First off it looks at the different stakeholders involved in payments, including users, merchants, banks and payment providers. It concludes that only three really matter from a privacy perspective: privacy advocates, law enforcement and data holders.
Refreshingly, it does not assume that privacy advocates are inherently dodgy. “We consider a type of privacy enthusiast who is law-abiding and affirms that crimes can be deterred with effective law enforcement, yet believes that errors, breaches, and overreach are a potential future concern.” Of course, law enforcement prefers easy access to payments data for investigations.
While it acknowledges tensions between privacy, law enforcement and technical performance goals, it leans towards the law enforcement end as one might expect of the BIS.
A privacy taxonomy
The key contribution of the paper is to analyze solutions across two dimensions: privacy and auditability. Each can either be hard or soft.
Soft privacy is similar to the situation in many jurisdictions today. Payment data is protected, but authorized access to data is possible. Hard privacy includes cases where the user holds a private key to their cryptographically protected records, and not even the data holder has access.

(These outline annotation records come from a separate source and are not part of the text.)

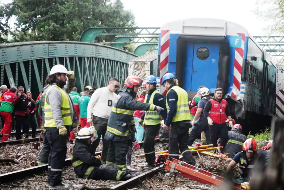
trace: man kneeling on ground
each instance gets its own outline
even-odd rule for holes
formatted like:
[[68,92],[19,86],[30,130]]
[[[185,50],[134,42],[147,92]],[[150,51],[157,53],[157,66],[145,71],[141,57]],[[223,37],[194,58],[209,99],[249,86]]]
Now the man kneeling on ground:
[[113,164],[103,164],[92,154],[91,142],[97,137],[94,127],[91,126],[80,129],[76,138],[71,159],[74,171],[78,177],[96,180],[126,181],[137,175],[120,170]]

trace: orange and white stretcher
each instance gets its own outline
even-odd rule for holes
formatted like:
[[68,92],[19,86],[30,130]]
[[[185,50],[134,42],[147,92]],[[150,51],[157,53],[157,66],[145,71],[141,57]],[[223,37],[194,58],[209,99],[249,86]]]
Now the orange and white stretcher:
[[[224,183],[224,178],[210,172],[174,158],[167,160],[164,164],[165,169],[204,184],[217,186]],[[246,187],[247,189],[245,189]],[[234,190],[249,189],[249,186],[235,184]]]

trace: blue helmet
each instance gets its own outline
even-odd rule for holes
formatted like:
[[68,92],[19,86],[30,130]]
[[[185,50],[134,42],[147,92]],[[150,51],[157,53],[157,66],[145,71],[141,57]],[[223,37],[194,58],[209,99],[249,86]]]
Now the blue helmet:
[[175,78],[176,77],[175,76],[175,75],[170,73],[166,73],[163,77],[163,79],[162,81],[162,85],[164,84],[164,83],[167,80]]
[[157,83],[157,80],[156,77],[153,75],[150,75],[147,77],[145,82],[147,83]]

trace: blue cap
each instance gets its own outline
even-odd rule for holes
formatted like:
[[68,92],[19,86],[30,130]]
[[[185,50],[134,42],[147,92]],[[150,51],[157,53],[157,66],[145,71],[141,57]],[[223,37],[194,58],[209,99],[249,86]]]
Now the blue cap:
[[175,75],[170,73],[166,73],[163,77],[163,79],[162,81],[162,85],[164,84],[164,83],[167,80],[175,78],[176,77],[175,76]]
[[145,82],[147,83],[157,83],[156,77],[153,75],[150,75],[147,77]]

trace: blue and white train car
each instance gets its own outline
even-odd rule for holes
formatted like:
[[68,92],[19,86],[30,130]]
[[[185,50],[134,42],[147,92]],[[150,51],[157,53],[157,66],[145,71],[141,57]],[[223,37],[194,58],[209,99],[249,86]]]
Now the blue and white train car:
[[[190,98],[199,86],[212,93],[222,88],[235,118],[249,120],[249,124],[255,122],[252,117],[260,118],[270,125],[275,113],[275,65],[245,28],[223,20],[194,18],[167,23],[160,32],[161,79],[167,72],[175,75]],[[162,93],[165,90],[161,88]]]

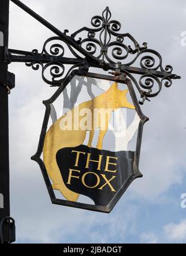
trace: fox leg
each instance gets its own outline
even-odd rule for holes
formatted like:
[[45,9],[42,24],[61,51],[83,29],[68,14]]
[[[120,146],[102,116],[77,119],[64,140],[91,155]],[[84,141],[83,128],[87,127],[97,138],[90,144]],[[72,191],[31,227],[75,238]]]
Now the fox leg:
[[90,131],[89,140],[89,143],[87,144],[87,146],[89,148],[91,148],[91,146],[92,146],[92,140],[93,140],[93,138],[94,138],[94,130],[91,130]]
[[103,140],[104,140],[104,136],[107,131],[107,130],[100,131],[99,136],[98,138],[98,142],[97,145],[97,148],[98,149],[102,149],[103,148]]
[[103,140],[108,130],[108,123],[110,121],[110,117],[111,117],[111,114],[110,113],[108,114],[107,116],[107,118],[105,118],[105,126],[104,127],[104,130],[102,130],[102,128],[101,125],[100,126],[99,136],[97,145],[97,148],[98,149],[102,149],[103,148]]

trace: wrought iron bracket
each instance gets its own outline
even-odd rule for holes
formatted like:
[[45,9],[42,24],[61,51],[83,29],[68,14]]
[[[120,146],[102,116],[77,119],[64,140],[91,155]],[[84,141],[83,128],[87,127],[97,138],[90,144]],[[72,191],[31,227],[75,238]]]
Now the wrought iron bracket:
[[[45,42],[40,53],[37,49],[32,52],[9,49],[6,60],[9,64],[24,62],[35,70],[41,67],[43,80],[51,86],[60,86],[73,70],[81,66],[122,72],[136,87],[142,99],[139,102],[143,104],[146,100],[149,101],[149,98],[156,97],[163,85],[169,87],[173,79],[180,78],[172,73],[172,66],[163,67],[161,55],[148,49],[146,42],[140,46],[130,34],[122,33],[121,24],[111,19],[108,7],[102,16],[91,19],[92,27],[83,27],[68,36],[68,30],[61,32],[20,1],[11,1],[56,36]],[[72,57],[65,56],[65,47]],[[71,67],[66,69],[68,65]],[[50,78],[46,77],[47,73]],[[155,84],[157,90],[154,91]]]

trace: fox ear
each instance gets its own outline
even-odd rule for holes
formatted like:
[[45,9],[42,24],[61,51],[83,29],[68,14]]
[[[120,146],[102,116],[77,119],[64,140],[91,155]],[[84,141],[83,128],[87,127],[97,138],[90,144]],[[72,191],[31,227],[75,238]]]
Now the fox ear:
[[123,90],[123,93],[126,95],[128,93],[128,90]]
[[111,87],[110,87],[109,89],[114,89],[114,88],[116,88],[116,89],[118,88],[118,83],[117,83],[117,82],[115,82],[111,85]]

It considers cryptocurrency as one example.
Other examples of hard privacy are the privacy enhancing technologies one would expect in a paper of this type. This includes Zero Knowledge Proofs (ZKPs) which operate like the 20 question game, except there’s usually a single question, such as is the payee or payer on a sanctions list? The BIS highlights the commonly known weakness of the technology – computational costs and hence scalability. Nonetheless, this is an area receiving significant attention in the blockchain space in the hope of enhancing privacy for transaction. Around three pages of the report explores the pros and cons of various privacy technology options including homomorphic encryption, multi party computation, ring signatures and others.

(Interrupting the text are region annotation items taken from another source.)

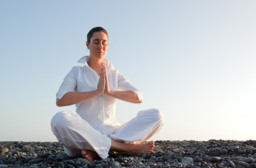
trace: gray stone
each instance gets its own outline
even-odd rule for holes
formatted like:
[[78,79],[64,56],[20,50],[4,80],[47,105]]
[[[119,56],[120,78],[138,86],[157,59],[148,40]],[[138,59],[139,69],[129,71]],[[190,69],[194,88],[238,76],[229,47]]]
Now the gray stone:
[[211,157],[209,159],[209,161],[212,162],[212,163],[216,163],[220,161],[222,159],[221,157]]
[[247,158],[242,159],[241,161],[243,162],[246,162],[247,163],[251,163],[253,161],[253,160],[254,159],[251,157],[247,157]]
[[183,151],[183,148],[181,147],[181,148],[175,149],[173,150],[173,151],[174,153],[181,153],[181,152]]
[[224,155],[224,154],[227,154],[228,151],[226,149],[220,149],[220,154]]
[[207,155],[211,157],[218,157],[220,155],[220,151],[218,149],[213,149],[207,152]]
[[172,160],[173,159],[173,155],[172,154],[168,154],[166,156],[166,159],[167,160]]
[[8,152],[9,152],[9,149],[7,149],[7,148],[0,149],[0,154],[8,153]]
[[111,165],[113,168],[119,168],[119,167],[122,167],[122,165],[120,164],[119,162],[118,161],[113,161],[111,163]]
[[91,165],[92,163],[84,158],[78,158],[77,161],[80,161],[82,164]]
[[245,163],[244,161],[238,161],[238,165],[245,167],[251,167],[250,165],[248,164],[247,163]]
[[194,163],[194,160],[191,157],[184,157],[181,160],[181,163],[186,165],[191,165]]
[[246,150],[245,150],[245,149],[239,149],[237,152],[239,154],[245,154],[245,153],[246,153]]
[[251,167],[253,167],[253,168],[256,168],[256,163],[251,163],[250,165],[251,165]]
[[152,157],[150,157],[150,160],[155,160],[156,159],[156,157],[155,156],[153,156]]
[[24,153],[24,152],[20,152],[20,156],[24,157],[27,156],[27,154],[26,153]]
[[230,160],[228,161],[228,164],[232,167],[236,167],[236,165],[234,165],[234,163]]

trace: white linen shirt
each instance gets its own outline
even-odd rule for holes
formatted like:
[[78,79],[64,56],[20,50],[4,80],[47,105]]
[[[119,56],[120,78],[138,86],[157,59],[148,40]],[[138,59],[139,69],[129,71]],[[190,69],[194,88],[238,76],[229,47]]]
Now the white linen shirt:
[[[83,67],[73,67],[64,78],[56,94],[57,99],[67,92],[86,92],[95,91],[99,81],[96,71],[87,63],[88,56],[82,57],[77,62],[84,64]],[[130,90],[137,93],[139,100],[142,100],[141,93],[107,61],[106,70],[108,75],[108,86],[110,90]],[[116,130],[119,123],[115,118],[116,99],[111,96],[101,95],[75,104],[76,112],[93,128],[105,135],[109,135]]]

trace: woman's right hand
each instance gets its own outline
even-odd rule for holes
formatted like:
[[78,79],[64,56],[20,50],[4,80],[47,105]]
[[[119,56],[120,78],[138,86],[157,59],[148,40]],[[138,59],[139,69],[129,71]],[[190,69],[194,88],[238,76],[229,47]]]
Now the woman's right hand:
[[100,79],[98,80],[98,86],[97,86],[97,91],[100,93],[100,95],[104,93],[104,91],[105,90],[105,69],[104,67],[101,69],[101,73],[100,75]]

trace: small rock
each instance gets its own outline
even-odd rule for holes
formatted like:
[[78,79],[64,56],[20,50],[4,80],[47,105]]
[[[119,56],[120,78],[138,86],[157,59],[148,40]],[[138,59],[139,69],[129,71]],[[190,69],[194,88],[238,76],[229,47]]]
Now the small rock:
[[24,153],[24,152],[20,152],[20,157],[26,157],[27,155],[27,154],[26,153]]
[[245,154],[245,153],[246,153],[246,151],[245,149],[239,149],[237,152],[239,154]]
[[216,163],[220,161],[222,159],[221,157],[211,157],[209,159],[209,161],[212,162],[212,163]]
[[172,154],[168,154],[166,156],[166,159],[167,160],[172,160],[173,159],[173,155]]
[[32,157],[34,157],[34,158],[37,158],[38,156],[37,156],[37,154],[35,153],[34,152],[33,152],[31,155]]
[[228,151],[226,149],[220,149],[220,154],[224,155],[224,154],[227,154]]
[[156,159],[156,157],[155,156],[153,156],[152,157],[150,157],[150,160],[155,160]]
[[247,157],[247,158],[242,159],[241,161],[243,162],[246,162],[247,163],[251,163],[253,161],[253,160],[254,159],[251,157]]
[[179,149],[173,149],[173,151],[174,153],[181,153],[181,152],[183,151],[183,148],[181,147],[181,148],[179,148]]
[[181,163],[186,165],[191,165],[194,163],[194,160],[191,157],[184,157],[181,160]]
[[118,161],[113,161],[111,163],[111,165],[113,168],[119,168],[119,167],[122,167],[122,165],[120,164],[119,162]]
[[218,157],[218,156],[220,156],[220,151],[218,149],[213,149],[207,152],[207,154],[211,157]]
[[7,148],[3,148],[0,149],[0,154],[1,153],[8,153],[9,152],[9,149]]
[[245,163],[244,161],[238,161],[238,165],[245,167],[251,167],[250,165],[248,164],[247,163]]
[[86,165],[91,165],[92,164],[92,163],[90,163],[87,159],[84,159],[84,158],[78,158],[77,161],[79,161],[81,162],[81,163],[83,165],[84,164],[86,164]]
[[230,161],[230,160],[229,160],[228,161],[228,164],[229,164],[229,165],[230,166],[230,167],[236,167],[236,165],[234,164],[234,163],[232,161]]

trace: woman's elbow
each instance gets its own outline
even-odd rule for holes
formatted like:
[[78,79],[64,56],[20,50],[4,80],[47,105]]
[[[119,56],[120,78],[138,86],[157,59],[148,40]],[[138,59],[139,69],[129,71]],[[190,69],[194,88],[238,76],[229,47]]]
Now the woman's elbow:
[[137,99],[135,103],[142,103],[142,99]]
[[58,107],[64,106],[61,99],[56,99],[56,106]]

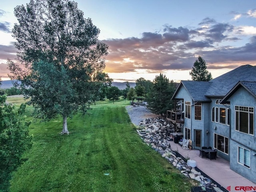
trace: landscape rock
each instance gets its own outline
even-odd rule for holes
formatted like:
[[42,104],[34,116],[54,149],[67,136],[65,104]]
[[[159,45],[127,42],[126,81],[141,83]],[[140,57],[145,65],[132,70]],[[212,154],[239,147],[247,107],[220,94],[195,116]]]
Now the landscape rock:
[[178,152],[171,149],[166,136],[170,135],[174,131],[172,125],[167,123],[166,120],[158,118],[144,119],[138,125],[137,132],[144,142],[180,170],[181,174],[199,181],[200,186],[222,192],[210,178],[204,177],[195,168],[188,165],[182,157],[177,157],[177,154],[180,155]]

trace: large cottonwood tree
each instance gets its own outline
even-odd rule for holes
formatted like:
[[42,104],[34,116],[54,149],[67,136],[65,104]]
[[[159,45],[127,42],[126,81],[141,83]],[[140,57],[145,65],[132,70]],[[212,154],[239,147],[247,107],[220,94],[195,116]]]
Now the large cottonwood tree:
[[19,80],[15,85],[31,98],[38,117],[62,115],[61,133],[68,134],[67,118],[79,109],[86,113],[100,87],[95,82],[108,78],[101,75],[108,46],[74,1],[30,0],[16,6],[14,14],[18,23],[12,33],[20,64],[8,60],[9,76]]

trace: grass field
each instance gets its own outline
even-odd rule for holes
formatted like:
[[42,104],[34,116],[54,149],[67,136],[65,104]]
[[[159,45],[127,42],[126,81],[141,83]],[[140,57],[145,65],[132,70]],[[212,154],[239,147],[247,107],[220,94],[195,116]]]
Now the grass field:
[[[128,103],[96,103],[90,115],[68,120],[68,135],[59,134],[61,118],[33,122],[33,147],[13,174],[10,191],[190,192],[194,180],[136,134]],[[28,119],[32,110],[27,108]]]

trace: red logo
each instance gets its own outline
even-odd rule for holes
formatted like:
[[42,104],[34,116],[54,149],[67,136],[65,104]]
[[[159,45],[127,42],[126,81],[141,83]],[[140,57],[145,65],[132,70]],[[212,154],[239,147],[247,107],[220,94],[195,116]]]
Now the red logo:
[[[228,186],[226,188],[228,191],[231,191],[231,186]],[[235,187],[236,191],[240,191],[245,192],[256,192],[256,186],[236,186]]]

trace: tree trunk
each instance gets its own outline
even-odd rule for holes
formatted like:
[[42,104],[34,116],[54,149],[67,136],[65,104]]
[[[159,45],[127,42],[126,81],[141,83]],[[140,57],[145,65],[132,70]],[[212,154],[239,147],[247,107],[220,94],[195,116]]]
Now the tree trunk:
[[69,132],[68,130],[68,124],[67,123],[67,116],[63,116],[63,128],[60,134],[68,134]]

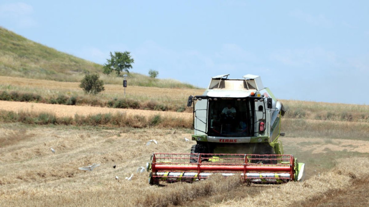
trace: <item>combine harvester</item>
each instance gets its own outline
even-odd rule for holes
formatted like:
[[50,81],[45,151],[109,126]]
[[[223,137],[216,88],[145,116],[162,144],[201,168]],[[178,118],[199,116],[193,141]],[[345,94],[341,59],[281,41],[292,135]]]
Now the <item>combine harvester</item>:
[[193,105],[192,140],[189,154],[154,153],[146,165],[151,185],[159,181],[192,182],[218,173],[240,175],[245,182],[281,183],[299,181],[304,163],[283,154],[280,119],[282,104],[260,77],[242,79],[229,74],[213,77],[202,95],[189,97]]

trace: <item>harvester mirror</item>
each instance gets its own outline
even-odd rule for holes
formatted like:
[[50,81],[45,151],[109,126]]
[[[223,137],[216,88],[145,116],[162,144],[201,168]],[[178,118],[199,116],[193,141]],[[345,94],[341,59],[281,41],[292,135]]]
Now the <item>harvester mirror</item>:
[[187,107],[190,107],[192,105],[192,102],[193,102],[193,97],[191,95],[188,97],[188,99],[187,100]]
[[273,99],[270,97],[269,97],[266,98],[266,108],[269,109],[271,109],[273,108]]

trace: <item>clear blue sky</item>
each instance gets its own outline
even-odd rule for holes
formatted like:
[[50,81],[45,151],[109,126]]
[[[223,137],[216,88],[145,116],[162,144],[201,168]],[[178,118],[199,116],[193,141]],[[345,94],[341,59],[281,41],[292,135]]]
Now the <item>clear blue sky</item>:
[[368,1],[24,1],[0,25],[100,63],[206,87],[251,74],[280,99],[369,104]]

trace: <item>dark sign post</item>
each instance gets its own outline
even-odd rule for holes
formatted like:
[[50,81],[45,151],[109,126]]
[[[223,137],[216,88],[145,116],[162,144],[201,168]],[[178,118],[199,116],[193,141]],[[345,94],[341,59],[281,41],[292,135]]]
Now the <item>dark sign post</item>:
[[124,88],[124,98],[125,98],[125,88],[127,87],[127,80],[125,80],[125,77],[127,77],[127,74],[125,74],[123,77],[124,78],[123,80],[123,87]]

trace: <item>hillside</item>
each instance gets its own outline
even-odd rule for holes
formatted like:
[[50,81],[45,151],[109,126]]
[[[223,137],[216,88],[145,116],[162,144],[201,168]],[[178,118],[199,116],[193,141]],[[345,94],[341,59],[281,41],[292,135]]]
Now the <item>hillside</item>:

Moving on to auditability, soft auditability requires law enforcement to have legal permission to get access to data. By contrast with hard auditability, the data is by default inaccessible. Programmable rules can make data accessible based on certain criteria.
Exploring what those criteria might be is another interesting aspect of the report. Examples of hard privacy combined with hard auditability include designs where the payer data is not available. An alternative is when the payee data is not accessible. Other instances include thresholds for payments such as the typical $10,000 mark. Those above the mark are accessible to the authorities. Alternatively, deposits up to a certain budget might be private and not auditable.
Practical trade offs and examples
Cryptocurrency is provided as an example of hard privacy where the desire to “solve crimes” has resulted in the imposition of the travel rule. Some regulators get a copy of all travel rule transactions, which results in “an inefficient dragnet which neither meaningfully prevents crime nor protects the privacy of legitimate users.”
The authors advocate for a “soft core with a hard shell”. This would involve strict data minimization and data retention limits. However, where access to the data is required there should be stronger accountability and transparency. While that sounds sensible, the question is to whom is law enforcement accountable and who bears the cost?
The hard shell aspect would involve using hard privacy for the transfer of data. It suggests that tokenization techniques like that used to shield credit card data from merchants could be an inspiration, but the paper doesn’t flesh this out further.
The final conclusion is that the complexity of the privacy landscape is underappreciated. There’s still significantly more work needed on robust hard privacy technology solutions. And adding traceability for unauthorized access to private data would be a step in the right direction.
As the paper highlights, there’s always a fallback for privacy: Central banks can preserve cash alongside emerging digital payment options.